[whatwg] Cue points in media elements

Sun Apr 29 00:14:27 PDT 2007

I'm a developer of a custom engine for interactive multimedia, and  
I've recently noticed the work WHATWG has been doing on adding  
<video> and <audio> elements to HTML. I'm very glad to see these  
being proposed for addition to HTML, because if they (and several  
other features) are done right, it means that there may be a chance  
for us to stop using a custom engine, and use an off-the-shelf HTML  
engine, putting our development focus on our authoring tools instead.  
My hope is that eventually, if these features get enough penetration,  
to put our content up on the web directly, rather than having to  
distribute the runtime software with it.

I've taken a look at the current specification for media elements,  
and on the whole, it looks like it would meet our needs. We are  
currently using VP3, and a combination of MP3 and Vorbis audio, for  
our codecs, so having Ogg Theora (based on VP3) and Ogg Vorbis as a  
baseline would be completely fine with us, and much preferable to the  
patent issues and licensing fees we'd need to deal with if we used  
MPEG4.

For the sort of content that we produce, cue points are incredibly  
important. Most of our content consists of a video or voiceover  
playing while bullet points appear, animations play, and graphics are  
revealed, all in sync with the video. We have a very simple system  
for doing cue points, that is extremely easy for the content authors  
to write and is robust for paused media, media that is skipped to the  
end, etc. We simply have a blocking call, WAIT, that waits until a  
specific point or the end of a specified media element. For instance,  
in our language, you might see something like this:

   (movie "Foo.mov" :name 'movie)
   (wait @movie (tc 2 3))
   (show @bullet-1)
   (wait @movie)
   (show @bullet-2)

If the user skips to the end of the media clip, that simply causes  
all WAITs on that  media clip to return instantly. If they skip  
forward in the media clip, without ending it, all WAITs before that  
point will return instantly. If the user pauses the media clip, all  
WAITs on the media clip will block until it is playing again.
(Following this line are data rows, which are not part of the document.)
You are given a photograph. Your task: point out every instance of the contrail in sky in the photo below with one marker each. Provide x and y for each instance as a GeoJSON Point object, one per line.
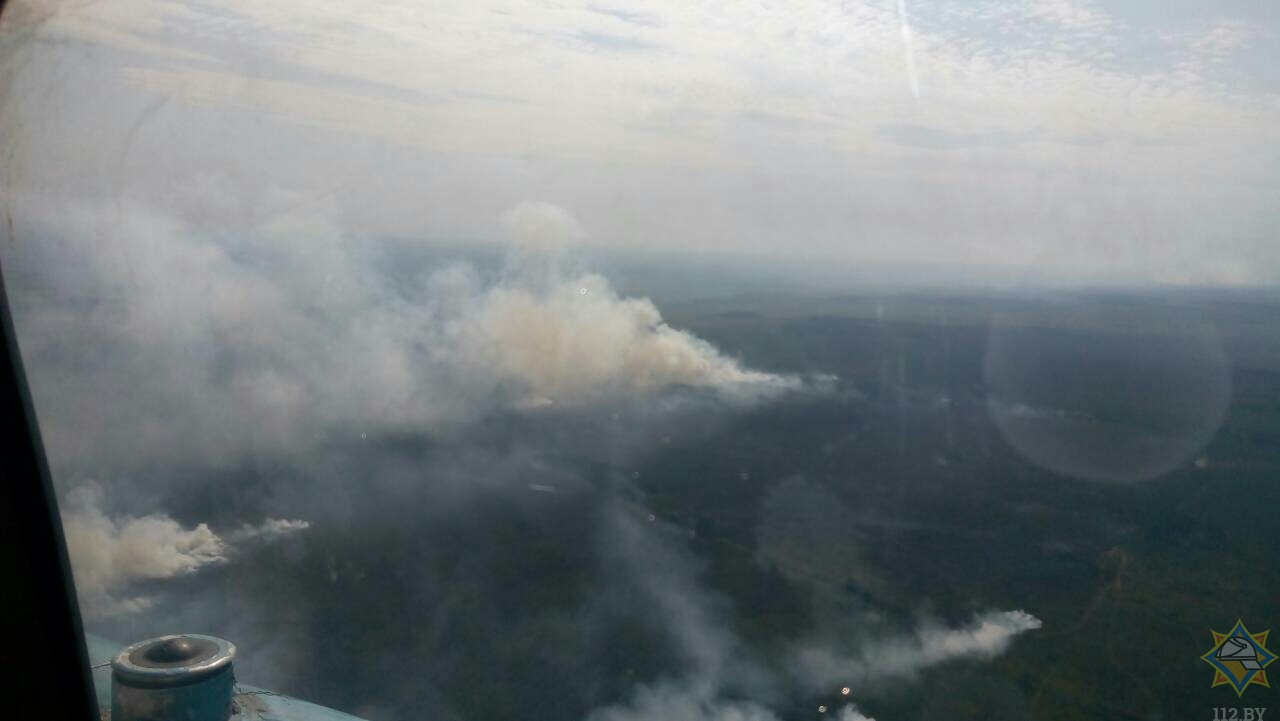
{"type": "Point", "coordinates": [906, 48]}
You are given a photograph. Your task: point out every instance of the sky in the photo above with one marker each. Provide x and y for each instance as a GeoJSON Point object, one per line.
{"type": "Point", "coordinates": [1088, 142]}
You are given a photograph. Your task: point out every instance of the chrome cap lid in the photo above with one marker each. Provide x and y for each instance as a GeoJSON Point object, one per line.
{"type": "Point", "coordinates": [173, 661]}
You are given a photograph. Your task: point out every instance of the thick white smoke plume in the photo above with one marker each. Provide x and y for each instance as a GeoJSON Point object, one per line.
{"type": "Point", "coordinates": [277, 334]}
{"type": "Point", "coordinates": [987, 637]}
{"type": "Point", "coordinates": [110, 555]}
{"type": "Point", "coordinates": [720, 683]}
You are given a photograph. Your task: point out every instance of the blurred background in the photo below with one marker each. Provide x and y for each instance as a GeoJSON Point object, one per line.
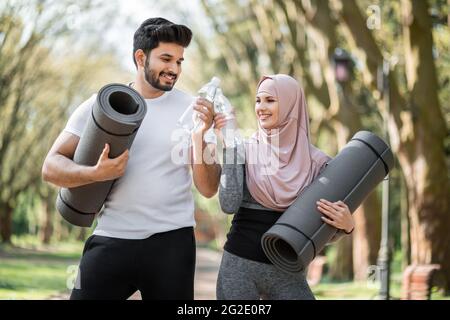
{"type": "Point", "coordinates": [382, 66]}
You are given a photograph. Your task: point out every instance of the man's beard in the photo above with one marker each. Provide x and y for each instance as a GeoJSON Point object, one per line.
{"type": "Point", "coordinates": [153, 79]}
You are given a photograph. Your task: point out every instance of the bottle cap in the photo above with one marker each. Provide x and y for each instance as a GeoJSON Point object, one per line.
{"type": "Point", "coordinates": [215, 81]}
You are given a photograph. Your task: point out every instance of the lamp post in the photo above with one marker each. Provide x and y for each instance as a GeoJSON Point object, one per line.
{"type": "Point", "coordinates": [384, 255]}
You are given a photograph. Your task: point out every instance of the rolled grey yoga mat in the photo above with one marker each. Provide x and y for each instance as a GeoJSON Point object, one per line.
{"type": "Point", "coordinates": [299, 234]}
{"type": "Point", "coordinates": [115, 119]}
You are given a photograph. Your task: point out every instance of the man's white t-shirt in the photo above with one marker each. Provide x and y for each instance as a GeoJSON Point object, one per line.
{"type": "Point", "coordinates": [154, 195]}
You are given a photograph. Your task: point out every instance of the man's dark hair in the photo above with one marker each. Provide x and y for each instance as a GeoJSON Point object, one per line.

This is a nice system, but I can't see how even as simple a system as  
this could be implemented given the current specification of cue  
points. The problem is that the callbacks execute "when the current  
playback position of a media element reaches" the cue point. It seems  
unclear to me what "reaching" a particular time means. If video  
playback freezes for a second, and so misses a cue point, is that  
considered to have been "reached"? Is there any way that you can  
guarantee that a cue point will be executed as long as video has  
passed a particular cue point? With a lot of bookkeeping and the  
"timeupdate" event along with the cue points, you may be able to keep  
track of the current time in the movie well enough to deal with the  
user skipping forward, pausing, and the video stalling and restarting  
due to running out of buffer. This doesn't address, as far as I can  
tell, issues like the thread displaying the video pausing for  
whatever reason and so skipping forward after it resumes, which may  
cause cue points to be lost, and which isn't specified to send a  
"timeupdate" event.

Basically, what is necessary is a way to specify that a cue point  
should always be fired as long as playback has passed a certain time,  
not just if it "reaches" a particular time. This would prevent us  
from having to do a lot of bookkeeping to make sure that cue points  
haven't been missed, and make everything simpler and less fragile.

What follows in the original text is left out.